I was foolish enough to be attracted by the concept of a program combining Edvard Grieg's incidental music to Ibsen's Peer Gynt - thus implying more than the two standardized suites of it - with Peer Gynt music by other composers, initially listed as "including" Alfred Schnittke and Robin Holloway, but turning out to include nobody else, which I think is a violation of the rights of the word "including".
But instead of a Peer Gynt-themed concert program, what we got was a semi-staged production of an abridged (fortunately) version of the play, with bits of the contributing composers' music inserted where appropriate.
This did have the advantage of clarifying the role in the play of Grieg's music, often criticized as incongruously sweet for Ibsen's cold, inhuman drama. What it does is cut the bitterness, same as a little sugar cuts chocolate's.

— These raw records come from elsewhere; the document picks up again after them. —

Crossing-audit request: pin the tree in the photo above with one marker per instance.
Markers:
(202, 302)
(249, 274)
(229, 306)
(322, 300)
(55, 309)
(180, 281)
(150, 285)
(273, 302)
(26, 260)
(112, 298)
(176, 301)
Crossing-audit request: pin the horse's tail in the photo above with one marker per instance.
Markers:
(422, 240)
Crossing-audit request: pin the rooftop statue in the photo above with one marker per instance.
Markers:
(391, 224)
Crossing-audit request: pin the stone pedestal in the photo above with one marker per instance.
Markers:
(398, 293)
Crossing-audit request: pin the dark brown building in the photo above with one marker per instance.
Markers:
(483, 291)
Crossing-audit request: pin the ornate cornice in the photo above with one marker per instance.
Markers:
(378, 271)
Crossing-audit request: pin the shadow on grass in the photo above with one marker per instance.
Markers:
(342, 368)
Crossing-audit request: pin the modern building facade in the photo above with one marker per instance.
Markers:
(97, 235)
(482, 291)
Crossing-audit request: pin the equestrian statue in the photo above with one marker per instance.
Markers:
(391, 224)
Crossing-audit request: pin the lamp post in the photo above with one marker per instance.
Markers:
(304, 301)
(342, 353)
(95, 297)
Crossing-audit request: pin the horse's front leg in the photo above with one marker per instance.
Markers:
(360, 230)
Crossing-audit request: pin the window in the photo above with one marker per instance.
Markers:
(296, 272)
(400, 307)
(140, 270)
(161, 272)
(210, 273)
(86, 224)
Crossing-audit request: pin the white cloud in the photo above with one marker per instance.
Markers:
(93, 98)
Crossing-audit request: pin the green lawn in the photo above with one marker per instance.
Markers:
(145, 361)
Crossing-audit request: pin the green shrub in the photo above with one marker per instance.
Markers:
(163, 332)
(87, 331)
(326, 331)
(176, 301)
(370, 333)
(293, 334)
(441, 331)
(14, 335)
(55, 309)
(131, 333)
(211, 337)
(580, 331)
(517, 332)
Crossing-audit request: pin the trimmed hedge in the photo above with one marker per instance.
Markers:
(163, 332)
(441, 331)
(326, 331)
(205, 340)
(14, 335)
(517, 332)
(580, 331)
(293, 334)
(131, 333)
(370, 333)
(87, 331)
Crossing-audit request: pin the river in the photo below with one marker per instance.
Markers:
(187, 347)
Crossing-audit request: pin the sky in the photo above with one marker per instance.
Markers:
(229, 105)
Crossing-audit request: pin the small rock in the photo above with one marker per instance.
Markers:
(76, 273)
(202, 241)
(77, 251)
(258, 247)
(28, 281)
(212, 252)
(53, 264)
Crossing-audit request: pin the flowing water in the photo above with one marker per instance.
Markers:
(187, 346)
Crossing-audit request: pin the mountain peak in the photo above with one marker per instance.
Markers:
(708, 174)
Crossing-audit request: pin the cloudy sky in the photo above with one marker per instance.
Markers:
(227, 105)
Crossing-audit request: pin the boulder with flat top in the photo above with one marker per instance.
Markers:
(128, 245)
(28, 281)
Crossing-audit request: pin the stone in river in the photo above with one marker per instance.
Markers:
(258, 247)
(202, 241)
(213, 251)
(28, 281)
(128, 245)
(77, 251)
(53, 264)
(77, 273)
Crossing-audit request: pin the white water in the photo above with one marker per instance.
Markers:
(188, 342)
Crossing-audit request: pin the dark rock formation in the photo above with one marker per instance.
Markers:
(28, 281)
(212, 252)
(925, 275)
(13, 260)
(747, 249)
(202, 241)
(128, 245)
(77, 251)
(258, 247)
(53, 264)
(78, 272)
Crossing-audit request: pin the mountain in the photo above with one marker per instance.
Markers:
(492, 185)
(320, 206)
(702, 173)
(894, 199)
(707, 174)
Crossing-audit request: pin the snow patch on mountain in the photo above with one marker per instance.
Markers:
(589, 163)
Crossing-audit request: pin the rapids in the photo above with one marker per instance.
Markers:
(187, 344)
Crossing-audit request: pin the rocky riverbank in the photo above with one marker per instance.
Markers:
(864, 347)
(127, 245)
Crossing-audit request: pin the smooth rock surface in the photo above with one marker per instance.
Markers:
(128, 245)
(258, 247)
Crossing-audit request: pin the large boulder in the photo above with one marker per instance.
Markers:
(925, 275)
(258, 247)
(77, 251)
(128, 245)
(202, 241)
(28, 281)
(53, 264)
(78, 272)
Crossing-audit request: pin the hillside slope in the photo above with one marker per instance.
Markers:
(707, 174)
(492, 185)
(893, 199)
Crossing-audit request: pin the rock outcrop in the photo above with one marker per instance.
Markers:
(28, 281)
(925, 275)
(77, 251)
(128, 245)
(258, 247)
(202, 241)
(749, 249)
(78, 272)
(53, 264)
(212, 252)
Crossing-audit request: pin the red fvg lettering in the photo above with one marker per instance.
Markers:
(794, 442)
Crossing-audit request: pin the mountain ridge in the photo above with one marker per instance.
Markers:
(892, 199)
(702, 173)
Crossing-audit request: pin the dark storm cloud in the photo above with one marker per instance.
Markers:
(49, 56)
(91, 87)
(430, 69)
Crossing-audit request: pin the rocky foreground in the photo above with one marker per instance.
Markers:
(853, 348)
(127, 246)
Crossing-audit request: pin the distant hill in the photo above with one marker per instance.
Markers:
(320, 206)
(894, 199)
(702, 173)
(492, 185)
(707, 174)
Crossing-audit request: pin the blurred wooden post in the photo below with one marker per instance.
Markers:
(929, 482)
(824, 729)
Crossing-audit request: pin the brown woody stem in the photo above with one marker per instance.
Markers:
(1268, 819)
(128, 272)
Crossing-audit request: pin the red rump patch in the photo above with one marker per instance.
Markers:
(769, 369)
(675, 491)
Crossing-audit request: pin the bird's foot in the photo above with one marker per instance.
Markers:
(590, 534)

But not enough. Staging it this way turned the focus from the music to the play itself. From the one perspective, this forces you to have to care about Peer and his adventures, and I just don't. He's a willfully unlikeable character who stomps on the feelings of everyone he knows. And from the other, such a play performed under such circumstances is sure, in acting and directing, to be deadly, and oh, was this ever.
This was the most tedious performance I've attended since Menlo put on Stravinsky's pointless L'Histoire du Soldat with equally desperate actors, and that was a lot shorter.